The research conducted by KZN Literary Tourism has been well received by the media. Described as providing “fascinating sites, information and experience to people interested in local literature”, the project has been commended for its impact in KwaZulu-Natal. It has been recognised for boosting local tourism. It has played a role in making the province's tourism identity more complex and sophisticated by offering more than the “gorgeous geography” and “temperate climate” the province is traditionally celebrated for.

The project has provided an outlet for those interested in “struggle tourism” which deals with tourism encompassing South Africa's anti-Apartheid history. Additionally, the project has been lauded for promoting reading by making literature “accessible and exciting”.

Several components of the project have been appreciated. The trail brochures designed by Disturbance, a Durban-based design studio, have been commended, the website deemed “excellent”, the creation of podcasts have been commended, while the Google maps have been described as “nifty” and “useful”. The academic papers on the project's website have been praised as “invaluable” to those involved in tourism and/or interested in the KwaZulu-Natal province. June Drummond in Conversation with Zoe Molver, a film produced by the project, was described as a “well-researched film” of a “high standard” that continued the “valuable work done by David Basckin and Zoe Molver in producing films which provide valuable insights into the lives of various South African writers.”

Individual trails run by the project have been recognised for their quality. Of the Rider Haggard trail, Gateway to Kwazulu-Natal writes that it is a “fantastic approach to exploring the province and its history”. Yasantha Naidoo recommended the Grey Street Literary Trail “for those wanting to experience the rich, cultural heritage of Durban’s oriental district”. Through the South Coast Writer's Trail, the project has been acknowledged as expanding the history of the region to more than just a “holiday destination, somewhere to lie on the beach [or] try to find elusive sardines and take a well-earned break”. Instead, the trail explores the regions “intriguing literary history” such as the place indentured Indian labourers worked on sugar-cane plantations and the place the magazine, Voorslag, was created.
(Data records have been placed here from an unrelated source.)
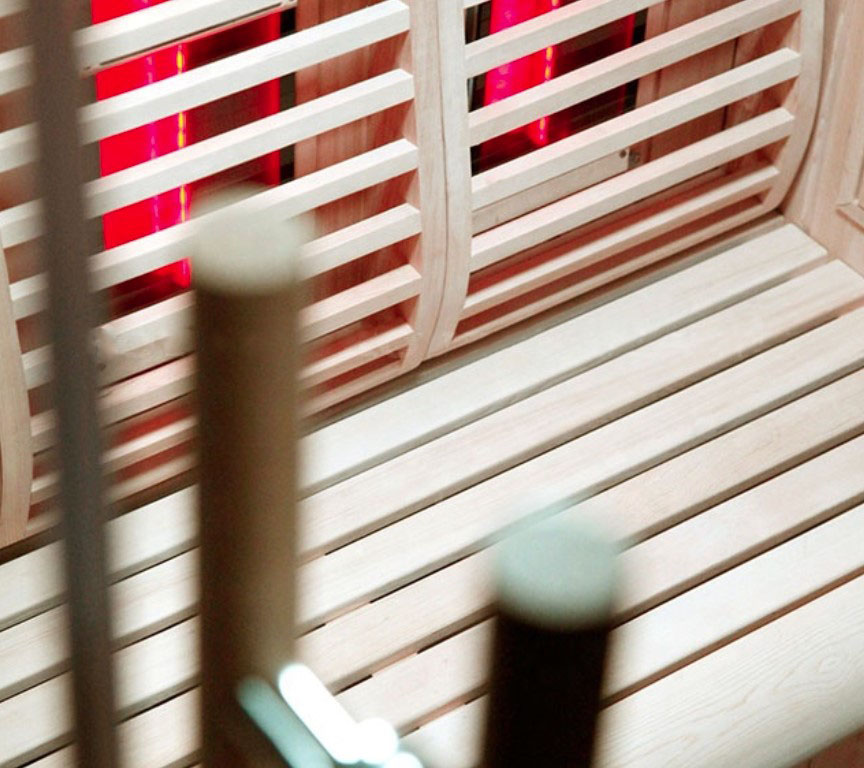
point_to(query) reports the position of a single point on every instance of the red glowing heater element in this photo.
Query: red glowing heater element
(169, 134)
(531, 70)
(542, 66)
(146, 142)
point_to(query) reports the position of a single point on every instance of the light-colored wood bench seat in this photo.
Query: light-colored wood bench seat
(712, 417)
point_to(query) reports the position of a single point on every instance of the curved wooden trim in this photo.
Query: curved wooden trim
(16, 453)
(806, 35)
(456, 165)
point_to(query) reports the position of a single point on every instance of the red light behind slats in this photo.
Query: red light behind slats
(159, 138)
(543, 66)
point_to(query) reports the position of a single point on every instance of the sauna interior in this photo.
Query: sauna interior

According to Stiebel, the enthusiastic response from people who have gone on the trails “has been positive and enlightening”.

== Achievements ==

In 2009 Stiebel revealed the project's website received more than 5000 hits per month. The project has featured at the Midlands Meander Literary Festival in 2010, the 2011 Franschhoek Literary Festival, and the 2015 Ramsgate Literary Festival. In 2014 the project's Grey Street Trail was endorsed as a parallel project to the 25th International Union of Architects World Congress which was held in Durban. Despite the niche market the project caters to, it has received significant attention from international and national students and tourists interested in the field. In 2017 Niall McNulty and Lindy Stiebel published A Literary Guide to KwaZulu-Natal, a compilation of their research over several years.